1. The question is whether the plaintiff was entitled to be put in actual possession of his share in the dwelling-house. We think it quite clear that section 224 has no application to the present case. The defendant, Samasundari, is not "a person entitled to occupy the house" as against the plaintiff, who has obtained a decree for possession.

2. The case of Ramtanu Chatterjee and Govind Chunder Chatterjee v. Issurchunder Neogee S.D.A., 1857, p. 1585, is a direct authority, if any be needed, to show that the plaintiff, as purchaser in execution of a decree, is entitled to actual possession of that which he has bought. If the petitioner is subjected to any inconvenience, she has only herself to blame. She might have purchased the shares of the execution-debtors at the sale, or sued for partition, instead of resisting to the uttermost the claim of the purchaser and setting at defiance the decrees of the Court. In the case of Kesubnath Ghose v. Hurgovind Bose S.D.A., 1853, p. 768, the Court pointed out that, in execution of the decree, an ameen may divide joint property upon the same principle as that on which batwaras are made, and on that principle possession of a portion of the dwelling-house equivalent to a 6-anna 8-ganda share must be set apart and given to the plaintiff, the apportionment being made in such a manner as to cause the least possible inconvenience to the defendant.

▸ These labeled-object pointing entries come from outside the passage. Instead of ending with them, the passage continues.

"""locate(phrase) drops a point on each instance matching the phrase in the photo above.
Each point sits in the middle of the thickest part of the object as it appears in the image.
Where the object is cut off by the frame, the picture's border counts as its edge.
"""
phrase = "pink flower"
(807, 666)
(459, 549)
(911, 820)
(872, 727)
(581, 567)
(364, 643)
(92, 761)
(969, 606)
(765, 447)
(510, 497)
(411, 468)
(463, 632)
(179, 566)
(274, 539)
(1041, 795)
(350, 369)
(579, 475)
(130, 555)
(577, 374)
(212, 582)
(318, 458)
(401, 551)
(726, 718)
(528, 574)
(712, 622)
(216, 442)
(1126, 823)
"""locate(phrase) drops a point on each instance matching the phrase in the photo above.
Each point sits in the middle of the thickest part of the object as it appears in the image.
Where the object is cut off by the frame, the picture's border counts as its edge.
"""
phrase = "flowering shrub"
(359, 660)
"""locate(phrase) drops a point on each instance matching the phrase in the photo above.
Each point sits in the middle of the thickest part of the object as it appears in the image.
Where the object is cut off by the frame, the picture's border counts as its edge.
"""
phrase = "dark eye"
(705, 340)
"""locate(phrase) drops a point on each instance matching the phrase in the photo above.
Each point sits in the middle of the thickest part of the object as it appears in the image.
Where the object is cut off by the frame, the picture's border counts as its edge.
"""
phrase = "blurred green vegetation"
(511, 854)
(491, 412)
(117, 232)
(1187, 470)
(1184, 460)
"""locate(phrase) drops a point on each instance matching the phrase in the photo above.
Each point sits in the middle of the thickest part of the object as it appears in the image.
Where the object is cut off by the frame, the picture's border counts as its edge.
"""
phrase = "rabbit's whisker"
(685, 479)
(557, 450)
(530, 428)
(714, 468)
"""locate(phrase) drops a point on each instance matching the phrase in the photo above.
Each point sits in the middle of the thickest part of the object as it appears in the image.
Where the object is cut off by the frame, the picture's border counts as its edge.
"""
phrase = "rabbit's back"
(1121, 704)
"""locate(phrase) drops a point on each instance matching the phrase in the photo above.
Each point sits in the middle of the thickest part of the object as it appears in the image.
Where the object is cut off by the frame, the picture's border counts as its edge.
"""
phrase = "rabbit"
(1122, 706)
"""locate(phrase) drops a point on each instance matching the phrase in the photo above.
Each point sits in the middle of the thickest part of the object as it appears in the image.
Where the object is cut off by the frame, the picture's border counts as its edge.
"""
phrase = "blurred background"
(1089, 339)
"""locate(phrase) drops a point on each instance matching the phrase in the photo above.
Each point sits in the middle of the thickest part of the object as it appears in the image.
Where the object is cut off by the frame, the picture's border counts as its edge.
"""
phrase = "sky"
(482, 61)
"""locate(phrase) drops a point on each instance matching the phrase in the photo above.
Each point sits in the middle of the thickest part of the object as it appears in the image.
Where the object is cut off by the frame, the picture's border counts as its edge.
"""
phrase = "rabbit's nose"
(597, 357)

Trevor, Loch and Bayley, JJ., concurred.

Kemp, J.

3. The question now before us is, how this decree is to he executed? The decree-holder asks for a share equal to a 6-anna 8-ganda share in every room and corner; this much, however, my learned colleagues are not prepared to allow. I think, with reference to Hindu customs and prejudices, that it would be inequitable to permit a stranger to intrude himself upon the privacy of a joint Hindu family residence,--more especially, when, as in this instance, that stranger is actuated by motives of enmity. The decree-holder, on suing for possession, valued the land round the house at three times that of the house itself, and yet he refuses, though the opposite party are willing, to take his share out of the land, hut insists upon intruding upon the house. If we permit him to do this, we shall be encouraging the decree-holder in his animosity, and he driving the other members of the family to leave their ancestral home. I would direct the Court below to depute an ameen to mark off in one spot from the land attached to the house a 6-anna 8-ganda share with an equivalent in value of a share of that extent in the house to be taken from the land.